Former Chief Statistician Bill McLennan, has again weighed into the debate about Australia’s revised employment statistics and their accuracy. McLennan has continued his criticism of the Australian Bureau of Statistics (ABS), the organisation he headed from 1995 to 2000 (from 1992 to 1995 he was also the head of the United Kingdom’s Central Statistical Office) suggesting the revised seasonal employment data is inaccurate and misleading.
Because of a major revision to the methodology for calculating the unemployment rate, the ABS’ data has become unreliable and may not return to normality for perhaps two years. This is critically the case for the seasonal analysis of the data, which realistically can only be determined after there is sufficient data to confirm what is seasonal and what is a one-off variation.
McLennan is difficult to challenge on these points and he is joined by many other economists in his criticism of the seasonal employment data.
For its part, the ABS maintains a fairly dignified stance, seeking to explain its approach is to improve the series and re-establish its integrity.

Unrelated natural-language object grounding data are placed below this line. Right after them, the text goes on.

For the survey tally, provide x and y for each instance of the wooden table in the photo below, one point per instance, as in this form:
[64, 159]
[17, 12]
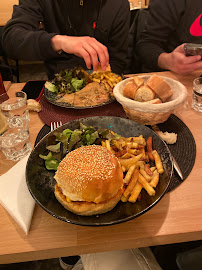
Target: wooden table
[176, 218]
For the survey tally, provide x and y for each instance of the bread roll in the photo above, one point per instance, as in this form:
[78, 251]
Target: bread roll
[144, 93]
[160, 87]
[132, 86]
[154, 101]
[33, 105]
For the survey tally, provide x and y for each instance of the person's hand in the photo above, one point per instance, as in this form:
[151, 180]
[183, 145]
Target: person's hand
[88, 48]
[178, 62]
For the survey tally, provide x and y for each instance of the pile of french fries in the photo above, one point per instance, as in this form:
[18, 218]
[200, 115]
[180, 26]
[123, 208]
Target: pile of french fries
[136, 155]
[108, 78]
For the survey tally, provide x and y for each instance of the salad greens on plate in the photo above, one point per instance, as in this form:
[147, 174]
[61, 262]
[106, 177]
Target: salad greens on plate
[61, 143]
[67, 81]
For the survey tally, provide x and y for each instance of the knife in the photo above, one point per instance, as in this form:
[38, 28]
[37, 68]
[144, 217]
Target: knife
[177, 168]
[175, 164]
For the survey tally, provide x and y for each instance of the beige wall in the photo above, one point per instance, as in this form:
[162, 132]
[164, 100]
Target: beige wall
[6, 10]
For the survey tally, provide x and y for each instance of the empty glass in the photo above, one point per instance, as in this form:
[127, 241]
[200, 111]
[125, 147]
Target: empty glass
[197, 94]
[15, 140]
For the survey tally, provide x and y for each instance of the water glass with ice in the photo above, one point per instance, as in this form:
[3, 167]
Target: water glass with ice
[197, 94]
[15, 140]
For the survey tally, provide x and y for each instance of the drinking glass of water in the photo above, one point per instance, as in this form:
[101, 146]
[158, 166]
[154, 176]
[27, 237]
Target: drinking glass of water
[197, 94]
[15, 140]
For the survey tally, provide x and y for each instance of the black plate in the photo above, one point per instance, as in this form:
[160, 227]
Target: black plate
[41, 183]
[52, 98]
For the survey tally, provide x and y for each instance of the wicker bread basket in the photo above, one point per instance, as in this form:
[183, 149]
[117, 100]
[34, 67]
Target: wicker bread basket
[151, 114]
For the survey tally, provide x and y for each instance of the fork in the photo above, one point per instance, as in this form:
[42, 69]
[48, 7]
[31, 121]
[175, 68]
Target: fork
[55, 125]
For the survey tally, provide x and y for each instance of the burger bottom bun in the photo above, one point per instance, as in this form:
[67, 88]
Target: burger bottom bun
[87, 208]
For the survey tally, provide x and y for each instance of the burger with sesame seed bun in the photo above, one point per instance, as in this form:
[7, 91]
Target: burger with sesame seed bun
[89, 181]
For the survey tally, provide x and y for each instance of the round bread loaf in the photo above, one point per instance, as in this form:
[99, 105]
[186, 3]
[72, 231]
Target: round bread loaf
[90, 176]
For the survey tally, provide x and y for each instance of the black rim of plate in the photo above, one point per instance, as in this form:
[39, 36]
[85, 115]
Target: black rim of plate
[115, 216]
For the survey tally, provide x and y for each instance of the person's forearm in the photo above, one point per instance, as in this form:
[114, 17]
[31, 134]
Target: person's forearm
[56, 42]
[164, 61]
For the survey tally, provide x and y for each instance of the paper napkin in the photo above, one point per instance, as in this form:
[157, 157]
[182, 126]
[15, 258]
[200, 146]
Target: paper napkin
[15, 196]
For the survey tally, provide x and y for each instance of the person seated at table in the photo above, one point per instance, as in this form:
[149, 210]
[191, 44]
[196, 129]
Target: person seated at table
[168, 26]
[69, 33]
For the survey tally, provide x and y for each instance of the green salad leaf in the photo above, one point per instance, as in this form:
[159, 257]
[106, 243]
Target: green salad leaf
[67, 81]
[61, 143]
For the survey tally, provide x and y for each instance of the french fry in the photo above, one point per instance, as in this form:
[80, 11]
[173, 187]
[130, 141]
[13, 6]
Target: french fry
[147, 169]
[127, 156]
[158, 162]
[107, 145]
[146, 176]
[149, 148]
[96, 80]
[132, 151]
[154, 179]
[139, 140]
[140, 164]
[131, 184]
[129, 161]
[153, 168]
[132, 144]
[129, 174]
[124, 199]
[135, 193]
[146, 185]
[103, 143]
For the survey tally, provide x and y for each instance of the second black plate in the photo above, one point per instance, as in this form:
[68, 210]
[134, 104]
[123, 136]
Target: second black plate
[41, 182]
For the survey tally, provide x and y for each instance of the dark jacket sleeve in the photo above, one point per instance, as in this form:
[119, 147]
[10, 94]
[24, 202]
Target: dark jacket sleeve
[118, 38]
[163, 18]
[22, 38]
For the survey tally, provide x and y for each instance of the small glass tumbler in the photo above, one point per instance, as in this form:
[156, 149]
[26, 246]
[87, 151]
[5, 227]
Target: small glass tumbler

It concedes some of these points, but also says that the nation needs the data, at the highest level of integrity it can maintain.
After all the argument is done, Callam Pickering (Business Spectator) has the answer anyway. He wrote:
“Readers would be wise to ignore those [seasonal] estimates and place greater emphasis on the less volatile trend figures. The trend may be based on some dodgy data, but by smoothing the figures we can hopefully identify some meaningful trends.” AFR, 15th October, 2015
Pickering makes a simple and valid point. If the seasonal measurements of employment are not working, refer to the trend measures to at least work out the direction employment is headed. For an update – using employment trend data – see the next item in Statistics Count.

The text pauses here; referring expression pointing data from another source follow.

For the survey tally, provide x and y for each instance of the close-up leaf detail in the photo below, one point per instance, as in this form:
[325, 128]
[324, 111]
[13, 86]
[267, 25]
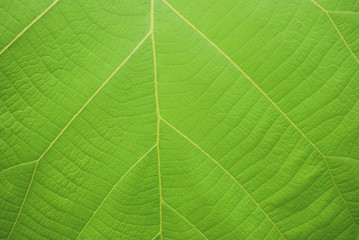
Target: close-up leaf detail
[179, 119]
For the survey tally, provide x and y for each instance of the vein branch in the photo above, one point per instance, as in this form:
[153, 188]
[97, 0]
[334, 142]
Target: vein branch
[28, 26]
[342, 157]
[113, 188]
[174, 210]
[269, 99]
[335, 26]
[228, 173]
[18, 165]
[69, 123]
[157, 110]
[156, 236]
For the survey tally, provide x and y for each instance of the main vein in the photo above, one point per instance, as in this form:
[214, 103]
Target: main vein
[28, 26]
[157, 111]
[68, 124]
[113, 188]
[228, 173]
[269, 99]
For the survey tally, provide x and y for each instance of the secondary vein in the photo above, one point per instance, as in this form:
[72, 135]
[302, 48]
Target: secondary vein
[68, 124]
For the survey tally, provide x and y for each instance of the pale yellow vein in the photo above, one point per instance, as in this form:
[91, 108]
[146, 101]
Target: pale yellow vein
[69, 123]
[228, 173]
[19, 165]
[174, 210]
[28, 26]
[340, 157]
[156, 236]
[336, 28]
[264, 94]
[345, 12]
[157, 110]
[113, 188]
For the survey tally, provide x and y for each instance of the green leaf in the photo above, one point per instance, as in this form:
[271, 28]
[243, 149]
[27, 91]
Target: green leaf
[220, 119]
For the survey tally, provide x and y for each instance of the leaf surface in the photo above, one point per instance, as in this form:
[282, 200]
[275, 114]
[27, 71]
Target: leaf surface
[179, 119]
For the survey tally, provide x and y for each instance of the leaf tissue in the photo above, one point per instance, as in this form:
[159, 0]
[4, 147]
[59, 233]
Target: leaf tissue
[179, 119]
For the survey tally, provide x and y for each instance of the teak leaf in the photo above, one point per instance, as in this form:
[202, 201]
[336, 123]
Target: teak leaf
[179, 119]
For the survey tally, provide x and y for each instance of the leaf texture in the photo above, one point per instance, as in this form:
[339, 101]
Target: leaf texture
[168, 119]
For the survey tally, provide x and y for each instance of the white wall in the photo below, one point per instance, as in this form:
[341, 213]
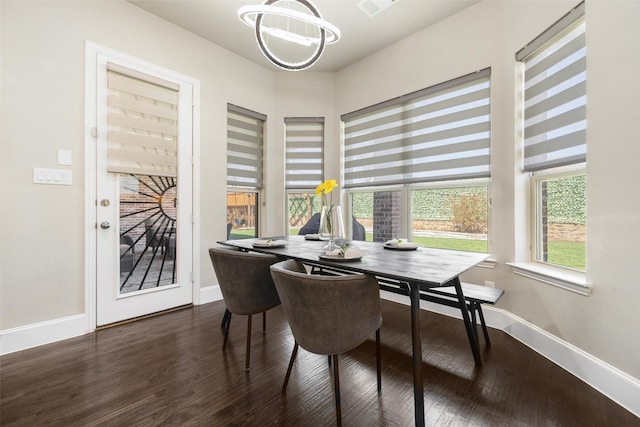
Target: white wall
[42, 87]
[604, 324]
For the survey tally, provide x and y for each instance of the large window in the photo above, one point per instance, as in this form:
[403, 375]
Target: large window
[418, 166]
[560, 206]
[244, 171]
[304, 160]
[554, 137]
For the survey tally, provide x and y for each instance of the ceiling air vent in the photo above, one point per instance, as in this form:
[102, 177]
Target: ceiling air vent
[373, 7]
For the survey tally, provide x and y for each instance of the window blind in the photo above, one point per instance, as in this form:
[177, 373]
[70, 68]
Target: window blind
[304, 140]
[244, 147]
[555, 94]
[142, 122]
[435, 134]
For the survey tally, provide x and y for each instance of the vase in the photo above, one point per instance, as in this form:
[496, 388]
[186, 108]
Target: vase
[331, 225]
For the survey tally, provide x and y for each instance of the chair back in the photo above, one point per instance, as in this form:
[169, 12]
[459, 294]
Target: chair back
[245, 280]
[328, 314]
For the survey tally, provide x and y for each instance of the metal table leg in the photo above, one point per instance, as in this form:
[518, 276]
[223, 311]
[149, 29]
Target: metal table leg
[473, 339]
[418, 388]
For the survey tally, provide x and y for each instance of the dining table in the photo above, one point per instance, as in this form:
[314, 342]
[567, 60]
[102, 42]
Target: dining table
[409, 268]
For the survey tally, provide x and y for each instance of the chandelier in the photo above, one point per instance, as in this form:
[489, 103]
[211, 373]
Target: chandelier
[290, 33]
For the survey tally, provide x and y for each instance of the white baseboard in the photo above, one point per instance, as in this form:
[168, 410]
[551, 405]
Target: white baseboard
[210, 294]
[24, 337]
[608, 380]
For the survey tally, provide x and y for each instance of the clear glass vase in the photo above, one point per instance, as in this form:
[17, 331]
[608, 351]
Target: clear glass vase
[331, 225]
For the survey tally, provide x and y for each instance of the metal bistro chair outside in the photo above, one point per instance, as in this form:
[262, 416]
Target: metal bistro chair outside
[328, 315]
[246, 285]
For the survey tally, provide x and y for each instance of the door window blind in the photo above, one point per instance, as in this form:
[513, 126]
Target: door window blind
[304, 140]
[142, 121]
[555, 94]
[438, 133]
[244, 147]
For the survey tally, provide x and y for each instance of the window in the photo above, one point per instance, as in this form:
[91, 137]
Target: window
[304, 140]
[244, 171]
[560, 204]
[430, 146]
[451, 217]
[555, 136]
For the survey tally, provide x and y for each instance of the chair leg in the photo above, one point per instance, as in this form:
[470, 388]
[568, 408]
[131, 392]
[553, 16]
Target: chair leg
[247, 357]
[293, 358]
[226, 319]
[336, 380]
[225, 331]
[264, 321]
[378, 361]
[474, 323]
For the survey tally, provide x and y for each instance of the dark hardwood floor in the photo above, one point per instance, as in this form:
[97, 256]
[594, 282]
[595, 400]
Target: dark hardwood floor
[170, 370]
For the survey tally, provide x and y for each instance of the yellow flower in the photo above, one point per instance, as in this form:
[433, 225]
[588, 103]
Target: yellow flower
[326, 187]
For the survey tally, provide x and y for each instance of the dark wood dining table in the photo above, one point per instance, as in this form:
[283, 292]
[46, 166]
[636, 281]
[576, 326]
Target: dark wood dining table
[415, 270]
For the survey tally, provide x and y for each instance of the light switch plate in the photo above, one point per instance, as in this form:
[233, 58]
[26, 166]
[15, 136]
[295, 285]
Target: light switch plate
[51, 176]
[64, 157]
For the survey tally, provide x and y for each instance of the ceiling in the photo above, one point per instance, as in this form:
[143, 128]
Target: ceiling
[217, 21]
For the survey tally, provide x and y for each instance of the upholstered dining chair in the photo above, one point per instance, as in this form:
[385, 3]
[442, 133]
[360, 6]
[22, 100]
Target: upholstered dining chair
[328, 315]
[246, 285]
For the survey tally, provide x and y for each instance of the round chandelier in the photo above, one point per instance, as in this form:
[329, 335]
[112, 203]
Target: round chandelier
[290, 33]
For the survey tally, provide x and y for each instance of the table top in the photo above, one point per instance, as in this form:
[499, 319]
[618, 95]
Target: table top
[427, 267]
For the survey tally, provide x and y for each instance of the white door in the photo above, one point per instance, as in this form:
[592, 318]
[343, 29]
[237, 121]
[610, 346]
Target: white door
[144, 230]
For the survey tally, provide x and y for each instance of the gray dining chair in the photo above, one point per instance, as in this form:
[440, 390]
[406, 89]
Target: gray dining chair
[328, 315]
[246, 285]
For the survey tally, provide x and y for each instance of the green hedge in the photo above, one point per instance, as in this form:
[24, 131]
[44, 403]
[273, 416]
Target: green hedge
[565, 201]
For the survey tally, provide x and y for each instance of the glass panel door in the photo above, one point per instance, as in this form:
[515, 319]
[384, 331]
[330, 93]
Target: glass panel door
[147, 232]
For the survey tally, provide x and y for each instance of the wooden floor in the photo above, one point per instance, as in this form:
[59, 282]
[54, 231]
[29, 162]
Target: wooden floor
[170, 370]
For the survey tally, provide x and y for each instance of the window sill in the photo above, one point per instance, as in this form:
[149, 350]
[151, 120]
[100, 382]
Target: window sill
[573, 281]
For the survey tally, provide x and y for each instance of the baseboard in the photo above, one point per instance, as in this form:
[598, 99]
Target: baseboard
[608, 380]
[24, 337]
[210, 294]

Perhaps the real issue here is not the situation involving the employment data, but rather the decision making in the ABS. If a data series is not working adequately, or has been changed and does not have a sufficient time series on which to be confident, perhaps it should not be placed on the shelf for two or more years?
Employment data is important and sensitive. Policy makers use it to set and adjust policy. Businesses use it as a forward predictor of future demand growth. Markets use it, among other tools, to settle equities prices. In the light of that sensitivity, perhaps the ABS would be better placed conceding the absence of confidence and relying on the data with greatest reliability.

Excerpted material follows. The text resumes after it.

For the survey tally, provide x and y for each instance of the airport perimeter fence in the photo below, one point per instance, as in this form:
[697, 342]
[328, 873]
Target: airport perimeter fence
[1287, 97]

Wheeling out the former heads of organisations or departments to confirm how terrible they are now is a time-honoured tradition that appears to have no end of willing participants. It seems the challenges of the modern day statistician are not enough to keep the predecessor quietly being thankful its not them in the chair.
The modern ABS is a struggling organization which costs money to operate every year, despite its fee for service and semi-commercial focus. Some view this as inappropriate, but where would we be if the nation had no general access to information to help it make decisions?
Every business leader knows, you cannot manage what you cannot measure. The aphorism applies to countries, as much as it does companies.
It is to be hoped that the ABS gets its seasonal employment data series back on track. We need the data, not the argument.